Is the grass greener?

  1. I was offered a position at a large teaching hospital, while at the interview the nurse manager warned me, "you know, we eat our young around here." At first I felt I would be able to handle it, but now I am unsure. The money is considerably more ($10,000 more per year) than the smaller community hospital which is much closer to my home, but I know everyone at my local hospital and feel very comfortable there as many of my clinical rotations for school took place there. My peers and nursing instructors work there as well. My question is, should money be my motivator and does bigger necessarily mean better?
    •  
  2. 6 Comments

  3. by   4XNURSE
    huggietoes,

    Bigger does not necessarily mean better. Nor does it mean worse. I've worked in some of the biggest in Ca. - (LA County USC & UC Davis MC) I've also worked in some of the smallest. (Mountains Community) Each has it's good and bad points.

    As a generalization, the big teaching hospital will have more diversity, and more opportunity for learning the newest technologies, and proceedures. I found the learning opportunities to be broader at the big hospitals.

    In a smaller hospital I found there to be less pressure, and more opportunity to develope relationships with both patients and other staff.

    Remember these are generalizations. Everyone finds different things, based on their own preferences.

    In reality, I've enjoyed both. fortunately I have been able to do a wide variety of things. I work as an agency nurse and have been able to work in HUGE, BIG, medium, and small. I like the variety.

    just my $ .02

    ken
  4. by   FF/RN
    I was always under the impression that grass is greener where its watered most! I made a similar move several years ago, when I made the decision to go from a walk-in clinic setting to a trauma center which tends to see almost 50,000 patients a year. My grass has never been greener because I choose to water it the most. Just a thought!
  5. by   live4today
    Originally posted by 4XNURSE
    huggietoes,

    Bigger does not necessarily mean better. Nor does it mean worse. I've worked in some of the biggest in Ca. - (LA County USC & UC Davis MC) I've also worked in some of the smallest. (Mountains Community) Each has it's good and bad points.

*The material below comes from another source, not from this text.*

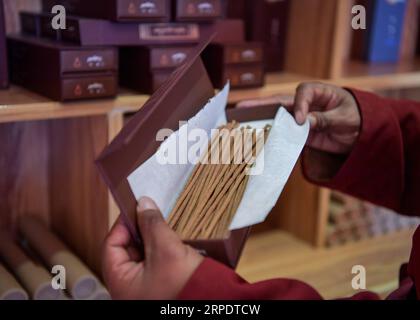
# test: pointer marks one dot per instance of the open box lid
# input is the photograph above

    As a generalization, the big teaching hospital will have more diversity, and more opportunity for learning the newest technologies, and proceedures. I found the learning opportunities to be broader at the big hospitals.

    In a smaller hospital I found there to be less pressure, and more opportunity to develope relationships with both patients and other staff.

    Remember these are generalizations. Everyone finds different things, based on their own preferences.

    In reality, I've enjoyed both. fortunately I have been able to do a wide variety of things. I work as an agency nurse and have been able to work in HUGE, BIG, medium, and small. I like the variety.

    just my $ .02

    ken

    Ditto, Ken, to everything you wrote here! I have worked both types of hospitals, and find the smaller ones to be less pressure, and more opportunity to form patient and staff relationships. I also found the staff in the smaller hospitals to be more "team oriented" -- willing to pitch in and help one another.

    In the big hospitals, especially the university hospitals, the majority of kindesses that I encountered were from the other agency and travel nurses (like I was when I worked in them). Not many of the staff took the time to get to know us, or to care about how our day was going. This isn't true in every case scenario, but it held true for me for the most part.

    If I were going to choose a place of employment, the money would matter, but I wouldn't accept a job solely based on the money because if I did, chances are, I'd end up quitting from misery and excess stress long before the money would even make a dent in my life. :chuckle Kindness and professional friendliness goes a long way on a job, and that's something money can't buy!

    "Sometimes the road less traveled is less traveled for a reason." -- Jerry Seinfeld
    :kiss
  6. by   RNKitty
    "you know, we eat our young around here."

    You have been warned. If you decide to accept, I hope you have a strong back bone and a great self esteem - you'll need it. Money isn't everything.

    Good luck - don't quit. We need all the good caring nurses we can get!
  7. by   Hella6191
    I can tell you for sure that the grass is never greener on the other side, it just looks that way. If you went into the nursing profession for money, go for it but if you went into the profession to care for people stay where you are and find a job where they don't eat you alive. Wish you all the luck, trust me I moved from Germany to Arkansas and I now know the color of the grass on the other side.
  8. by   pkmom
    Around here right now, the grass is still brown and only the weeds are green. just thought it was interesting!